Thursday, January 14, 2016

Quote of the Day: How Fractional Reserve Banking System Causes Bank Runs

Economist Tim Worstall writing at the Forbes eloquently explains how the central bank- fractional reserve banking system causes bank runs and originated the 2008 crisis or the Great Financial Crisis
To explain this we need to take a step backwards: we can usefully, if not wholly accurately, divide investors into two types. Those who invest with their own money, those who are unleveraged, and those who invest with borrowed money, the leveraged investors. Further, among the leveraged investors we would want to distinguish between the banks who are doing this (at least, in a fractional reserve banking system we want to) and the others.

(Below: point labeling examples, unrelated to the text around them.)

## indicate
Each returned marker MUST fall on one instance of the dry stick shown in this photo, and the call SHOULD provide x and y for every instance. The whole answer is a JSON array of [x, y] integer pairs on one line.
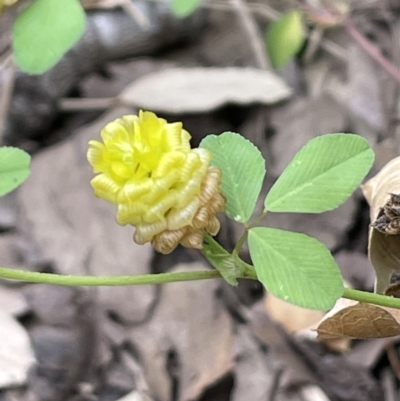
[[252, 31], [372, 50], [270, 14]]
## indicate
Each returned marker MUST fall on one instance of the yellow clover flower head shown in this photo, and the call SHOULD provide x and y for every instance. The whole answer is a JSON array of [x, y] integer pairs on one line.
[[161, 186]]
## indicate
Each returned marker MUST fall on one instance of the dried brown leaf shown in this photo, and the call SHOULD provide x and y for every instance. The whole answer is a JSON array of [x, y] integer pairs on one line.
[[292, 317], [383, 249], [196, 90], [359, 320]]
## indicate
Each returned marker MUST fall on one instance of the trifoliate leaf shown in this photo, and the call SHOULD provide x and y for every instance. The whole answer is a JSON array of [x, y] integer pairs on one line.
[[322, 175], [243, 171], [14, 168], [284, 38], [44, 31], [295, 267], [223, 261], [183, 8]]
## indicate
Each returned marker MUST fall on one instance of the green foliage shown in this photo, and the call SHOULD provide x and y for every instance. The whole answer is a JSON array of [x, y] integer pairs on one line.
[[284, 38], [322, 175], [183, 8], [243, 171], [295, 267], [14, 168], [44, 31], [222, 260]]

And the danger comes when those banks, those people working with the deposits made into the banks, invest in either illiquid or volatile assets.

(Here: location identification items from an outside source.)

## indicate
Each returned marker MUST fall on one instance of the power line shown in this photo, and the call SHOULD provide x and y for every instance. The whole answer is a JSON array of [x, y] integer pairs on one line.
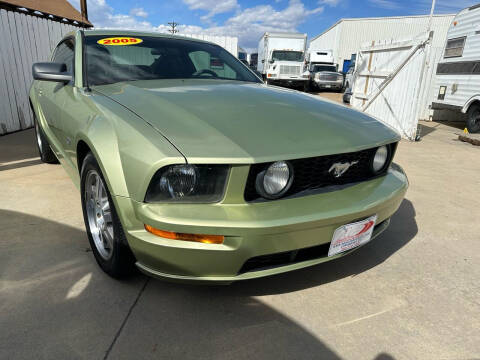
[[173, 26]]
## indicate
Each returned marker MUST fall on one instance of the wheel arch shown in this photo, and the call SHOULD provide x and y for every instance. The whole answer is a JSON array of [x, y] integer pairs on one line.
[[108, 160]]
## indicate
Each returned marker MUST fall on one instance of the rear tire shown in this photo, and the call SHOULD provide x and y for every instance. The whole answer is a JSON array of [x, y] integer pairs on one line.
[[473, 119], [104, 230], [44, 150]]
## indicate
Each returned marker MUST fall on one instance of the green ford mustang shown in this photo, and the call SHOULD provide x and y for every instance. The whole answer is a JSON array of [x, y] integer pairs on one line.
[[191, 168]]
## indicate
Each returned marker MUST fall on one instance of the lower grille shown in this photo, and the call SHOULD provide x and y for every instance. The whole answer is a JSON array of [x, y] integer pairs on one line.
[[289, 70], [295, 256], [314, 173]]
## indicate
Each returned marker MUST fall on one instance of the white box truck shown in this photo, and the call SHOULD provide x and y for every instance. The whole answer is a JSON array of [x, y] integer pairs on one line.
[[319, 56], [458, 72], [281, 58]]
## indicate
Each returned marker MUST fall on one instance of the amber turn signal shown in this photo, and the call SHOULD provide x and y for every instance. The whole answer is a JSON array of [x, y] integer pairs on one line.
[[206, 239]]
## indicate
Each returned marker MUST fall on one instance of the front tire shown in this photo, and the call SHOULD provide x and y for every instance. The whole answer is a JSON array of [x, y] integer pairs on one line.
[[473, 119], [104, 230], [44, 150]]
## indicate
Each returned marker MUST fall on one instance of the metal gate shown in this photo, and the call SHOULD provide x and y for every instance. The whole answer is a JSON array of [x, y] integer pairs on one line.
[[392, 82]]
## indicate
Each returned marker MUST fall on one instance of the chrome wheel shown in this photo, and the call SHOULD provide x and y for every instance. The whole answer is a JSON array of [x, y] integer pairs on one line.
[[39, 138], [99, 214]]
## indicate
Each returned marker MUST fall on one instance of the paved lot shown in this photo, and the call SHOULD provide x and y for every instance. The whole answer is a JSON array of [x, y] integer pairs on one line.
[[413, 293]]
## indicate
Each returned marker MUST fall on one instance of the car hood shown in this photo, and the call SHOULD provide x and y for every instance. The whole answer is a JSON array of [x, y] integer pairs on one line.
[[238, 122]]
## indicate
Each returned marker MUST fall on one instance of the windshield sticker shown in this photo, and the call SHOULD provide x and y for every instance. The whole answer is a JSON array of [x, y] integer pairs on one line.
[[119, 41]]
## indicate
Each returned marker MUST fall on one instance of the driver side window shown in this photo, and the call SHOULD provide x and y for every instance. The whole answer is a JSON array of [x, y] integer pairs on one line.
[[65, 54]]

Liquidity is a problem because those depositors can come along at any time and ask for their money back. And banks borrow short and lend long: the things they invest in are notably more illiquid than the deposits they take to finance them. That’s how we get bank runs: people turn up for their money, the bank says that actually, they lent it to someone to buy a house, and then panic starts and everyone wants their money back right now.

Volatility is a problem because they’re using leverage: if prices move so much that the bank loses its capital then it still owes the same amount to depositors but it is also bust. Cue bank run again. What happened to Lehman Brothers was this second, what rocked the other Wall Street banks was the first.
Bottom line: liquidity and volatility problems are mainly symptoms of imbalances from highly leveraged systems brought about by the central bank fractional reserve banking.